The definite integral that represents the distance travelled over the $40$seconds of your trip is given by,

${\int }_0^{40}\left(0.22t^2+8.8t\right)dt$

The right sum defined for n rectangles on $[a, b]$ is,

 $\sum _{k=1}^{n}f\left(x_k\right)\Delta x$.

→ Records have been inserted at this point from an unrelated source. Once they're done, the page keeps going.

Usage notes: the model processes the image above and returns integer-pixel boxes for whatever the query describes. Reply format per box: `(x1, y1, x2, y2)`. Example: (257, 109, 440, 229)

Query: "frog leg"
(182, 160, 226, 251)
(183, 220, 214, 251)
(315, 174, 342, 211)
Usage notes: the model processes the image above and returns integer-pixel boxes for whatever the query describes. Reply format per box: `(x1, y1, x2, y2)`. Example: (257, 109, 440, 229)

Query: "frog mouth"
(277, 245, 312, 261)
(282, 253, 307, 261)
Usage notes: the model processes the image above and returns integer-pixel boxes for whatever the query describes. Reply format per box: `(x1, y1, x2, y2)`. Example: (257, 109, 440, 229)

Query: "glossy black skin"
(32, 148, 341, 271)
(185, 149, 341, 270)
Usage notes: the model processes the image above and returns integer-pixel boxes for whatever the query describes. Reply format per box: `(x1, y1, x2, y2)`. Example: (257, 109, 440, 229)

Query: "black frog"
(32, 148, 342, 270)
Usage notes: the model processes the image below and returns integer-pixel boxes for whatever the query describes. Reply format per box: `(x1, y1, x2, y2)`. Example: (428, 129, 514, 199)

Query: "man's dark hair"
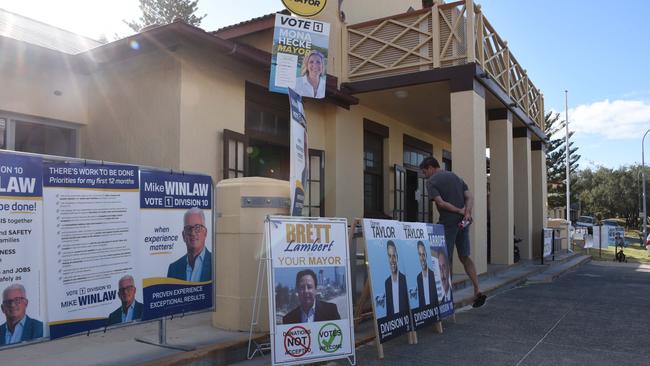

Where, $\Delta x=\frac{b-a}{n},x_k=a+k\Delta x$.

The interval is $[0,40]$.

Now,

$$\begin{gathered} \Delta x=\frac{40-0}{n} \\ =\frac{40}{n} \end{gathered}$$

And,

$$\begin{gathered} x_k=0+k\left(\frac{40}{n}\right) \\ =\frac{40k}{n} \end{gathered}$$

The right sum will be,

$$\begin{gathered} \sum _{k=1}^n\left(-0.22{\left(\frac{40k}{n}\right)}^2+8.8\left(\frac{40k}{n}\right)\right)\left(\frac{40}{n}\right)={\left(\frac{40}{n}\right)}^3(-0.22)\sum _{k=1}^n(k{)}^2+{\left(\frac{40}{n}\right)}^2(8.8\left)\sum _{k=1}^n\right(k) \\ =\left[{\left(\frac{40}{n}\right)}^3(-0.22)\left(\frac{n(n+1)(2n+1)}{6}\right)\right]+\left[{\left(\frac{40}{n}\right)}^2(8.8)\frac{n(n+1)}{2}\right] \end{gathered}$$

The exact value will be,

$$\begin{gathered} \underset{n\to \infty }{\lim }\sum _{k=1}^{n}f\left(x_k^{}\right)\Delta x=\underset{n\to \infty }{\lim }\left(\left[{\left(\frac{40}{n}\right)}^3(-0.22)\left(\frac{n(n+1)(2n+1)}{6}\right)\right]+\left[{\left(\frac{40}{n}\right)}^2(8.8)\frac{n(n+1)}{2}\right]\right) \\ =2346.67 \end{gathered}$$

Hence, the exact distance is $2346.67\text{ feet}$.